Monday, March 30, 2009

Hollow of Darkness

Every time someone mentions TS Eliot I get this burning desire to read this poem. I picked up a complete collection of Eliot plays and poem and read almost all of the poems following our history class today which made reference to Eliot, and I can't help sharing.

The reason I love The Hollow Men is that it recalls the themes from one of my favorite books, Heart of Darkness. Kurtz, mentioned in the second epigraph, is, in my very humble opinion, the best representation of darkness in all symbolic literature. Kurtz is a "Paper mache Mephistopheles" (best description of any character ever. just sayin.), a hollow man. C.S. Lewis describes such men as "Men Without Chests" (sort of. there is nuance between the arguments, but they are fundamentally the same.)

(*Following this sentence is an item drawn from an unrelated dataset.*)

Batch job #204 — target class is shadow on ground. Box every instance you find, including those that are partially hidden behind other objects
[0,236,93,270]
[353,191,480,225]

Don't get impatient and stop reading halfway through--the end is the most dramatic line of doom and it will send shivers down your spine and haunt you for at least a few days.

Mistah Kurtz—he dead.

A penny for the Old Guy

I

We are the hollow men
We are the stuffed men
Leaning together
Headpiece filled with straw. Alas!
Our dried voices, when
We whisper together
Are quiet and meaningless
As wind in dry grass
Or rats’ feet over broken glass
In our dry cellar

Shape without form, shade without colour,
Paralysed force, gesture without motion;

Those who have crossed
With direct eyes, to death’s other Kingdom
Remember us—if at all—not as lost
Violent souls, but only
As the hollow men
The stuffed men.

II

Eyes I dare not meet in dreams
In death’s dream kingdom
These do not appear:
There, the eyes are
Sunlight on a broken column
There, is a tree swinging
And voices are
In the wind’s singing
More distant and more solemn
Than a fading star.

Let me be no nearer
In death’s dream kingdom
Let me also wear
Such deliberate disguises
Rat’s coat, crowskin, crossed staves
In a field
Behaving as the wind behaves
No nearer—

Not that final meeting
In the twilight kingdom

III

This is the dead land
This is cactus land
Here the stone images
Are raised, here they receive
The supplication of a dead man’s hand
Under the twinkle of a fading star.

Is it like this
In death’s other kingdom
Waking alone
At the hour when we are
Trembling with tenderness
Lips that would kiss
Form prayers to broken stone.

IV

The eyes are not here
There are no eyes here
In this valley of dying stars
In this hollow valley
This broken jaw of our lost kingdoms

In this last of meeting places
We grope together
And avoid speech
Gathered on this beach of the tumid river

Sightless, unless
The eyes reappear
As the perpetual star
Multifoliate rose
Of death’s twilight kingdom
The hope only
Of empty men.

V

Here we go round the prickly pear
Prickly pear prickly pear
Here we go round the prickly pear
At five o’clock in the morning.


Between the idea
And the reality
Between the motion
And the act
Falls the Shadow
For Thine is the Kingdom

Between the conception
And the creation
Between the emotion
And the response
Falls the Shadow
Life is very long

Between the desire
And the spasm
Between the potency
And the existence
Between the essence
And the descent
Falls the Shadow
For Thine is the Kingdom

For Thine is
Life is
For Thine is the

This is the way the world ends
This is the way the world ends
This is the way the world ends
Not with a bang but a whimper.

4 comments:

Matt Shafer said...

I'm doing my term paper on "Heart of Darkness", "Doubt" (the 2004 pulitzer-prize-winning play by John Patrick Shanley), and the story of Original Sin in Genesis 3...

Samantha said...

I'm pretty sure you should send that to me when it's done. I haven't read Doubt (yet! it's on my list, thanks to my theatre prof), but the interplay between the other two alone is incredible.

Adrienne Renea said...

loved these last couple of posts. you have a gift for provoking thought, my friend. thank you so much for the intellectual food...I'm no longer feeling starved :)

Unknown said...

This is a really complex poem with numerous allusions. I am in AP American Literature and I attend Grand Blanc High School and I am having a hard time making sense of everything. If you understand the poem, I think it would be so kind of you to do some sort of annotation for the rest of us. Thank you!